"A year on, the [Obama] administration continues to look the other way when it comes to full disclosure of and remedy for human rights violations perpetrated by the U.S.A. in the name of countering terrorism." – Amnesty International
What is Torture? It can be physical or physchological, quick or unhurried. It implies lasting trauma unbefitting a human. The U.N. defines torture as:
" ...any act by which severe pain or suffering, physical or mental, is intentionally inflicted on a person for such purposes as obtaining from him, or a third person, information or a confession…" (U.N. Convention Against Torture).
By this definition the U.S. continues to practice torture. Yes, Obama outlawed some especially shocking forms of torture — water boarding, for example — but other types of torture were not labeled "torture" and thus continue.

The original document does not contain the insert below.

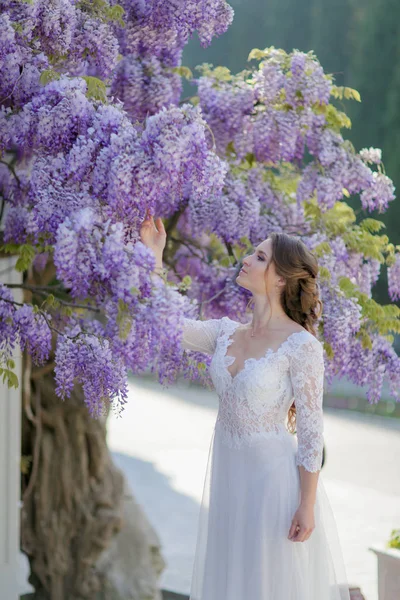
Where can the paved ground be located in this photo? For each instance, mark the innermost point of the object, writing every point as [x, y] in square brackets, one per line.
[162, 445]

Surprisingly, this fact was recently discussed at length in The New York Times, under an Op-Ed piece appropriately entitled Torture's Loopholes. In it, an ex-interrogator explains some of the more glaring examples of how the U.S. currently tortures and argues for the practices to end. In reference to Obama's vow to end the systematic, obscene torture under Bush, the article states:
"…the changes were not as drastic as most Americans think, and elements of our interrogation policy continue to be both inhumane and counterproductive."
The author says bluntly, "If I were to return to one of the war zones today… I would still be allowed to abuse [torture] prisoners."
The article also explains how the U.S. "legally" continues a practice that thousands of people in the U.S. prison system already know to be psychological torture:
"…extended solitary confinement is torture, as confirmed by many scientific studies. Even the initial 30 days of isolation could be considered abuse [torture]."
Other forms of torture commonly practiced — since they are part of the Military's updated Field Manual — are "…stress positions [shackling prisoners in painful positions for extended periods of time], putting detainees into close confinement or environmental manipulation [hot or frigid rooms]…"
Also mentioned as torture is sleep deprivation, a tactic used in combination with 20-hour interrogation sessions. The author concludes that these practices do "not meet the minimum standard of humane treatment, either in terms of American law or simple human decency." (January 20, 2010).
Unmentioned by the article are other forms of torture institutionalized under the Obama administration. One is "sensory deprivation," a deeply traumatizing psychological torture described in detail in Naomi Klein's Shock Doctrine. The new Army Field Manual says that the tactic — though not called "sensory deprivation" — should be used to "prolong the shock of capture," and should include "goggles or blindfolds and earmuffs" that completely disconnects the senses from the outside world, where the captive is able to experience only the thoughts in their head.